I think it has to do with the small stuff.  We are too easily controlled by our appetites and desires.  We are too easily swayed by advertising and the desire to live up to certain lifestyles that we wish to be accustomed.  We get used to always having certain things at our immediate disposal, whether that is snacks, coffee, clothes, books or any one of a number of small things that add up over time.

When we go shopping, do we shop for what we want or what we need?  Are we buying new clothes because we want to stay in style, or do we have an actual need?  Are we buying two or three of something when one or two will do?  And if we can get by on the one or two, do we have plans for the extras and leftovers?

Denying ourselves doesn't have to be painful, but it does have to be intentional.  The goal of denying ourselves is to learn to submit not to our appetites and desires, but to God.  Self-denial helps to remind us that we are children of God, and so are those whom our self-denial affects and/or helps.

Three months from now our gospel reading will be the separation of the sheep from the goats.  “When did we see you hungry, thirsty, naked or alone?”  The answer is, “What you did for the least of these you did for me.”

For us to help or care for the hungry, thirsty, naked and alone requires us to deny ourselves.  It requires us to deny giving in to our appetites and desires and replace them with submission to God.  This does not have to be a major life change.  Nobody is asking you to sell your house, give the money to the church and live in a tent.  But Jesus is asking you to make small, incremental changes every day.

If everyone replaced one or two non-necessity items with one or two food or clothing items for a Ft.

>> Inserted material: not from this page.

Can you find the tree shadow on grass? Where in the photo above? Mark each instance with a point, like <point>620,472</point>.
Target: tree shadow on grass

Vannoy child every time we went grocery shopping, we would have an everlasting supply of food and clothes going to the school.

Or we can look at our budget.  Pledge income for St. Luke's total $101,632 from 49 pledges.  Of that, 7 pledges total $44,540, and 42 pledges total $57,092.  Those 42 pledges average $113/month.  Obviously not everyone can afford to pledge large amounts, but can most of those 42 pledges afford an extra $10/month?  It's only a small amount, small stuff, but that small stuff adds up.

“If any want to be my followers, let them deny themselves.”  Denying ourselves doesn't have to be self-abusive.  Denying ourselves doesn't have to push us into poverty.  But denying ourselves does have to be intentional.  Denying ourselves usually works best when we focus on the small stuff first.  Eventually, all that small stuff will add up, and then we will have done big things.